La persecución y posterior sanción penal de dichas acciones u omisiones requiere una afirmación absoluta, es decir fehacientemente comprobada, de que existe una conducta reprobable y de que alguien la cometió. Ello supondría una investigación científico-policial profesional, seria y objetiva y un procedimiento penal que conlleve el pleno respeto de las garantías del debido proceso legal.
Siendo así, el hecho perseguible debe encuadrar perfectamente con la descripción y los elementos que de él integra el legislador, ni más ni menos. Es lo que comúnmente conocemos como “el cuerpo del delito”. A partir de esto entendemos la necesidad casi siempre injustificada, de tipificar con tal creatividad un sinnúmero de conductas.

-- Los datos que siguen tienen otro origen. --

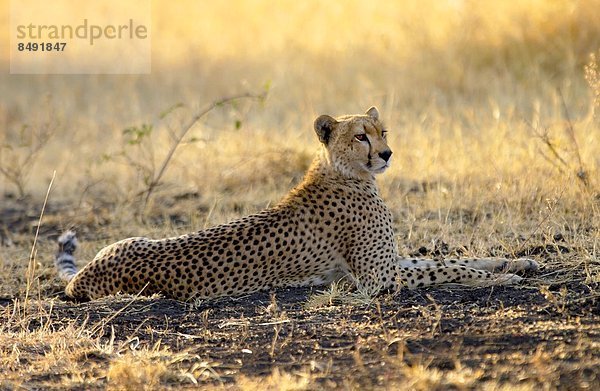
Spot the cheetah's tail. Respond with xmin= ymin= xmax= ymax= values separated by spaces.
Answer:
xmin=54 ymin=231 xmax=77 ymax=282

En México, acontece que el Ministerio Público realiza una investigación casi siempre plagada de regularidades. Si existió en realidad un delito no allega los elementos de prueba necesarios para acreditarlos: no conserva escenas del crimen, atemoriza a testigos en lugar de solicitar su participación, realiza una vaga interpretación de los hechos y deja de atender a las víctimas.
Esto genera algunos posibles escenarios: 1) cuando se denuncia un delito no realiza investigaciones serias; 2) clasifica los delitos bajo un tipo penal distinto al que realmente se cometió y; 3) fabrica de delitos. En un sistema como el nuestro en el que las actividades de la autoridad investigadora son mínimas, la invención de delitos o de responsables es altamente viable, pues los jueces están acostumbrados a bajos estándares probatorios.
Por otro lado, la responsabilidad penal es un requisito fundamental y delicado, pues implica someter a una persona a este proceso de rechazo social, político y jurídico, que además tiene como principal escarmiento, en gran parte de los casos, la privación de nuestro derecho a ser libres. En este camino, pueden existir causas que justifiquen el ilícito y que excluyan su persecución; a modo de ejemplo: la falta de voluntad, la legítima defensa, el estado de necesidad o incluso la ignorancia.
Sin embargo, lo que encontramos pepenando dentro de este sistema corrupto y discriminatorio de injusticia penal, es que a fin de alcanzar una percepción social de seguridad a través del castigo, los responsables son casi siempre los mismos: quienes han sido marginados por todas y todos, quienes no pueden defenderse. Por el contrario, cuando el hecho ilícito es cometido por un servidor público, la acreditación de la responsabilidad penal parece ser aún más complicada, vale la pena detenernos a pensar por qué.